In a world of chaos, it is seemingly impossible to find peace. This last month for me has been crazy between balancing work and school, finding a new vehicle, traveling, spending time with family, making new friendships and catching up with old friends, throwing out my back, planning trips, training (kind of) for a half marathon, mildly keeping up with what is going on in the world right now, and much more. There are seasons in life that can be characterized by busyness or chaos, and I’m sure many of you can relate even right now. There are also seasons (hopefully) that can be characterized by peace, rest, and revitalization. However, I think that same peace is attainable even in the crazy seasons of life.
Full disclosure, I am not great at resting or seeking out peace. I like to stay at or beyond full capacity and just keep moving until I inevitably crash. However, seeking out peace is something I long for and see a need for in my life and in the lives of many friends. While taking time out of our busy schedules to rest is certainly an important thing, let’s be honest, it’s not always possible. What I’m learning is that peace involves a redirecting of our mindset. Or at least, that’s a good place to start.

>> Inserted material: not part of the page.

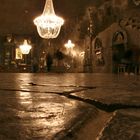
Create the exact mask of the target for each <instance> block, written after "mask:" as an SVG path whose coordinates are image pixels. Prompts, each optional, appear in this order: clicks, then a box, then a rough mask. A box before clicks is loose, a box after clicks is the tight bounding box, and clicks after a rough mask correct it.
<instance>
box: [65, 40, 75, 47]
mask: <svg viewBox="0 0 140 140" xmlns="http://www.w3.org/2000/svg"><path fill="white" fill-rule="evenodd" d="M64 46H65V47H66V48H73V47H74V46H75V44H73V43H72V42H71V40H68V42H67V43H66V44H65V45H64Z"/></svg>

In Luke’s gospel account, he shares Jesus’ words about worry and anxiety. Luke 12:22-26 describes when Jesus says to the crowd following him that they don’t need to worry about what they will eat or what they will wear. Instead, if they look at the ravens or the lilies of the field, even they are taken care of. I always read this and felt that my concerns were being ignored as if they weren’t legitimate. However, instead of making us feel guilty for worrying about whatever we worry about, I think the point of this passage is to remind us of the importance of changing our perspective. Instead of constantly having a running mental list of the twenty-eight hours of work that I need to get done in the next twelve hours, what if I step back and take a moment to breathe and look at the big picture? Instead of thinking so much about me and my concerns, what if I decide to be thankful for all that I do have? Maybe peace isn’t at all about circumstances, but instead about mindset. IC, I want to be more mindful of “the peace of God, which surpasses all understanding” (Phil. 4:7a, ESV). Can we remind each other to be thankful for all that we do have and encourage each other to seek out peace?